When one is taking 60mg of prednisone, combined with so much pain that mobility is highly impaired, how exactly does one lose weight?  Apparently I need to be reminded repeatedly that being fat is soooo unhealthy for me.  If we silly Fibro sufferers would just stop whining about the pain and work out, we would find some relief for our condition.  My refusal to just “suck it up” only worsens my condition.

It makes me want to remind them that stress also flares up the fibro response.  Continually making someone feel like a failure and unworthy despite their best efforts does not help their medical condition.  I want to ask, what happened to the vow of first do no harm?  It is emotionally abusive and enough to enrage me.

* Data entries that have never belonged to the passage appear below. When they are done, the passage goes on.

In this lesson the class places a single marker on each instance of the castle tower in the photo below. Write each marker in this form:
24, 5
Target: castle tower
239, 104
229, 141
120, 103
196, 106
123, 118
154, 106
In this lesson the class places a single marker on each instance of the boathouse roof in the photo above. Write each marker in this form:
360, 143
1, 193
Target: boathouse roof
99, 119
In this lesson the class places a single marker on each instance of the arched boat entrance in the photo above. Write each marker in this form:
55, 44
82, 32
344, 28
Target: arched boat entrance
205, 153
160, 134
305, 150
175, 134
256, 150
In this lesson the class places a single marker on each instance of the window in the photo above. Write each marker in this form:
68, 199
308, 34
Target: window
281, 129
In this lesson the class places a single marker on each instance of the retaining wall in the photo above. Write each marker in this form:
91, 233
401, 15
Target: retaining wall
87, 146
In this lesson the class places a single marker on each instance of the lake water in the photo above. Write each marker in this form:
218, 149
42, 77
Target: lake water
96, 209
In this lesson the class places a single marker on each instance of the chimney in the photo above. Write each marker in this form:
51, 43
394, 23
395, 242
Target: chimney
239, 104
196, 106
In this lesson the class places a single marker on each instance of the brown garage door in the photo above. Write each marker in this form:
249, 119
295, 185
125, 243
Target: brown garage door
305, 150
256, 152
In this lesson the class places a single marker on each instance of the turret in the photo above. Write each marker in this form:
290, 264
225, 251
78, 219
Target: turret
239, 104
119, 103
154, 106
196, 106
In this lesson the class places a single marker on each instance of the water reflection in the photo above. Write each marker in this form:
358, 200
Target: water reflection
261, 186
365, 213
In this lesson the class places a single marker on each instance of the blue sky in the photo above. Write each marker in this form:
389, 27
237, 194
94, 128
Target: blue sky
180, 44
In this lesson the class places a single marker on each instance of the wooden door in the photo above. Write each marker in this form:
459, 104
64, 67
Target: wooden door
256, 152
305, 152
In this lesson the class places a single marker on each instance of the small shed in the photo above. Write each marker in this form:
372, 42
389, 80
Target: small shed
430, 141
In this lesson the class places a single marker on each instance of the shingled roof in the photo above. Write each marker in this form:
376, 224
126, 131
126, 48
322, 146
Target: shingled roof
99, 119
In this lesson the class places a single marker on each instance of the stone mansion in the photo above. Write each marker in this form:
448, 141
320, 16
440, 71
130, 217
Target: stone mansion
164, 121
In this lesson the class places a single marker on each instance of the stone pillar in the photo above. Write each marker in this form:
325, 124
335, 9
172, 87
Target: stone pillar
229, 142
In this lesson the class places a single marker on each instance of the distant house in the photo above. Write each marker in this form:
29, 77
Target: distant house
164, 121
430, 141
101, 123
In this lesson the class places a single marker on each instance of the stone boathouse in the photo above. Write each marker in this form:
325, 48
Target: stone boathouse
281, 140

Not everything that is wrong with someone has to do with fat.  I do have three chronic illnesses that maybe, just maybe, might be making me feel under the weather.  These doctors may have the medical expertise to diagnose an illness but they have no idea what it is to live with one on a daily basis.  The fact that they could even suggest that a lack of will stops patients from participating in behaviour that might have the potential to improve health only proves how disconnected they are from how the pain truly affects the body.  No one wants to live in chronic pain…I don’t wake up saying gee I’m glad I’m me and not  some 18 year old starlet with boobs like a floating device and legs for days.  No, everyday I wake up praying that I’ll hurt just a little bit less only that have that one request go unanswered. 

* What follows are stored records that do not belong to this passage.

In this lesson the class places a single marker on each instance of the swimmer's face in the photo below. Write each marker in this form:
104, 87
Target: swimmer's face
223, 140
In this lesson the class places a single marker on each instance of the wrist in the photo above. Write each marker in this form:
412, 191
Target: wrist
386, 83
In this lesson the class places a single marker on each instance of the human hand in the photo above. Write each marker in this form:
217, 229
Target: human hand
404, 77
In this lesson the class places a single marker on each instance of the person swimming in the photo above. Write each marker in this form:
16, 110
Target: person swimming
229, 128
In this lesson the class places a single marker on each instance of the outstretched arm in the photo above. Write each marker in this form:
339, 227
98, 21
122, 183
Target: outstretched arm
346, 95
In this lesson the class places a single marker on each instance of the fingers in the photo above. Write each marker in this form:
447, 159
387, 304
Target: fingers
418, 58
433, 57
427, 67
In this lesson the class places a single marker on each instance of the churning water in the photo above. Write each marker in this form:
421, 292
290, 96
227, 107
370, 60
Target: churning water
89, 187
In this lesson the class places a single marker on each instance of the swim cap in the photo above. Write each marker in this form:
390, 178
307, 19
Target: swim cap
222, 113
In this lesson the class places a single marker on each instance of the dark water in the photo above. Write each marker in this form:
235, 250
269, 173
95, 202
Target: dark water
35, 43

Then there are the supposed supportive friends who try to placate me by saying that I have “an excuse to be fat”.  It’s just the medical establishment they tell me and once I explain my “condition” to others, I will not be exposed to our cultures virulent fat hatred.  Regardless of the reason why I carry this weight, judgmental  looks, and ill informed commentary are not acceptable.  The social disciplining of body size is hurtful and completely unnecessary.  The only reason to run someone else down  is to make oneself feel better about some perceived physical flaw. 

No matter how much you weigh, no one can ever completely fulfill the ridiculous beauty standards that we have created.  There will always be something wrong with your breasts, nose, legs,  or hair.  These imperfections keep the medical establishment busy with cosmetic surgeries and shaming, as well as fund the bloated diet and exercise industry.  Everywhere you look, someone is profiting from fat shaming except those that must deal with the stigma of being reminded continually how far we fall short from the ideal.

Women in particular are targeted with the body perfection meme. Who has not looked in the mirror and felt those moments of insecurity and quiet panic?  As much as many of us are womanists/feminists who believe that our true value is in who we are as people, we continually fall prey to the patriarchal understanding of ‘woman’ as simply a body to be consumed.  So much of womanhood is tied up with appearance that insecurity has become a normal phenomenon.  When we add the stigmatized identity of fatness with one of disability it can be overwhelming.

What would be lost if we stopped judging people based in appearance?  I have been told that I spend far too much time dealing in probabilities or what should be, rather than the world that exists.  As a disabled fat woman, how can I embrace a society that is determined to erase and shame my existence?  Am I to love my oppressor in spite of the personal cost to myself?  My disability is permanent and the resulting weight gain is probably permanent as well and therefore; to surrender is to allow someone else to decide my value and my worth.  I do not wish to play “super crip” and rise above because being different does not have to mean less than if we all decide that all bodies matter.